No sigo los ritmos de la televisión ni estoy al día con la última serie de la que todo el mundo habla. Me acuerdo de pronto de alguna que dejé en espera hace tiempo y miro a ver si ha salido el DVD, porque no sufro la ansiedad de ver toda una temporada en una tarde, ni me parece una aberración darles a las cosas su tiempo. Desconozco por ello los detalles de por qué Treme se cerró en una última temporada de cinco capítulos, como si se cerniera sobre ellos la tempestad y hubiera que darse prisa por finiquitar lo antes posible… y a otra cosa.
Imagino (asumo el riesgo de equivocarme) que los datos de audiencia no fueron todo lo favorables que deben para que sea rentable sacar adelante todo lo que implica un rodaje así -y en esto poca tontería que, como comprueba Annie, la violinista de la serie, también en arte business is business, y cuanto más arriba, más se cae-, y así como hay series que pierden el norte que las guiaba por no saber retirarse en hora, las hay que nos dejan el regusto amargo de su pronta partida. Estábamos tan a gustito… y nos tuvimos que marchar.
He oído –incluso he dicho- que la serie flaqueaba en cuestión de trama, pero la trama era la calle, relato de eso que llaman el pulso de una ciudad y que no son sino los latidos asincrónicos de miles y miles de supervivientes (¿acaso no lo somos todos?) en la jungla de una Nueva Orleans que vive con el peso glorioso de un pasado mitológico no tan lejano y asolada por las inmundicias políticas que quedaron en superficie tras el desastre del huracán Katrina.
Así como la destrucción es siempre el preludio de una reconstrucción (menos en Gaza, claro), en Nueva Orleans los que se quedan toman el testigo de una tradición que en realidad no muere, se renueva con un combate de opuestos en el que todos salimos ganando. Toda noble tradición camina por el alambre de lo que fue, lo que es y lo que cada uno queremos que sea. Tensión natural sin la que quedaría enterrada y de la que la serie de David Simon es un extraordinario reflejo y a la que rinde un sincero, emocionado y emocionante homenaje.

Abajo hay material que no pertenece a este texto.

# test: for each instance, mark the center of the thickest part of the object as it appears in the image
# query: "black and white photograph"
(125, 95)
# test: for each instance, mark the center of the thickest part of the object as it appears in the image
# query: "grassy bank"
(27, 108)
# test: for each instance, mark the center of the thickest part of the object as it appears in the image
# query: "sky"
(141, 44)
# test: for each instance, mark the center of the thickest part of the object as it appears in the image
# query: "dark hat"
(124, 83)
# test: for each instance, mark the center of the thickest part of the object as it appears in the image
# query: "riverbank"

No está enterrada la radio, hilo conductor de vidas que se ignoran mientras bailan y escuchan la misma música y las mismas palabras de DJ Davis; sí quizás moribunda esa que se dirige a ti y sólo a ti mientras nos habla a todos con esa voz que divaga, se pierde y te encuentra, en la que no se ganan audiencias sino que hace comunidad. Ay de esa radio, la de David McAlary en Treme o aquella mítica KBHR del Cicely de Doctor en Alaska, con el filósofo de Chris Stevens, Chris in the morning. Una cabina a media luz, un micrófono, la palabra y buena música. ¿Para qué más?